Implications of the SDM requirements on mission design, propellant budget, disposal timeline and operations

The increasing density of objects orbiting Earth amplifies the potential for further collisions, creating even more debris in a harmful cycle. Effective space debris mitigation measures are essential to preserving the long-term sustainability of space activities. Nevertheless, as Space Debris Mitigation requirements evolve, especially with the recent reduction of the end-of-life orbital lifetime requirement from 25 years to 5 years, it is also critical to understand the engineering implications for satellite missions across all mission phases. This paper provides a comprehensive review and analysis of the aspects involved in spacecraft disposal activities, focusing on the impact of the 5-year rule on mission design, re-entry strategies selection, and propellant budgeting.

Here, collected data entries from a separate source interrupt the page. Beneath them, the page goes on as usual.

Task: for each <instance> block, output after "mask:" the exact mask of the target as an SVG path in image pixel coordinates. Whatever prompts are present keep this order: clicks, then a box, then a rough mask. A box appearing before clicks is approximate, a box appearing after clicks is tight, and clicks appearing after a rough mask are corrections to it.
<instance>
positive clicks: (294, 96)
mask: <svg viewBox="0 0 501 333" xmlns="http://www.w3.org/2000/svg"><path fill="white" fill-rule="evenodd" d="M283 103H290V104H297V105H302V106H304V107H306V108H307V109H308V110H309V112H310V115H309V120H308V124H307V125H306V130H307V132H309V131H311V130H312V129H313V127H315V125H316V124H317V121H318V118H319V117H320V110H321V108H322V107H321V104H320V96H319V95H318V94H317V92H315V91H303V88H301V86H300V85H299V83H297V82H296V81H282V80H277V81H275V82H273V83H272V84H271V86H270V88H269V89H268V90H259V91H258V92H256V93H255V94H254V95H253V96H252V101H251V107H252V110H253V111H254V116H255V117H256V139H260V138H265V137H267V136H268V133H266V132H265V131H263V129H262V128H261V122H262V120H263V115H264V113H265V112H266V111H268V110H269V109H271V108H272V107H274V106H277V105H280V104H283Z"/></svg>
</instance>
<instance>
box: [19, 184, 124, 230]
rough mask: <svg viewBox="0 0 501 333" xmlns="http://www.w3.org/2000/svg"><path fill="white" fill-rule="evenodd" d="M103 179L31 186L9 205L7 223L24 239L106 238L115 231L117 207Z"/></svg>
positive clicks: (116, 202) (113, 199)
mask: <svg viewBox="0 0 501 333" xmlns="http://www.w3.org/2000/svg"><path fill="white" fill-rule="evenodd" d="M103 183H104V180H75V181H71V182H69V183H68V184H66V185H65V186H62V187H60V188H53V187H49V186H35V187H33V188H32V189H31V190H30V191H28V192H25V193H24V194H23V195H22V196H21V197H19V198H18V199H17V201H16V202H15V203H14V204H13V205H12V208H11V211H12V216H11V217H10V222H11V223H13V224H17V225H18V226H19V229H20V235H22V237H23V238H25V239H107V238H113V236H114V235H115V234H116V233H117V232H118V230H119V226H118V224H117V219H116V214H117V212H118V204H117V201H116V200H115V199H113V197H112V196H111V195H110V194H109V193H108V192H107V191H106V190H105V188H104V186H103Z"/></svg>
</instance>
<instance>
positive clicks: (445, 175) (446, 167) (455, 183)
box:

The study integrates parametric analysis of various Earth Observation missions in different development phases, emphasizing the critical importance on both early-phase design propellant budgeting, and operational phases propellant assessments, from launch to final disposal. Key factors, such as re-entry strategies (controlled and uncontrolled), solar activity predictions, atmospheric model selection, and evolution of the drag coefficient during mission operations, are explored to understand their influence on mission lifetime predictions and the compliance with debris mitigation guidelines. In addition, for controlled re-entry, the study illustrates the interrelationship between the four expected distinct phases: orbit clearance, perigee lowering, last burn and depletion.

By consolidating existing knowledge and presenting new insights, this provides a clear framework, translating these complex requirements into tangible delta-v and propellant mass ranges, which is essential for effective decision-making in satellite disposal strategy selection.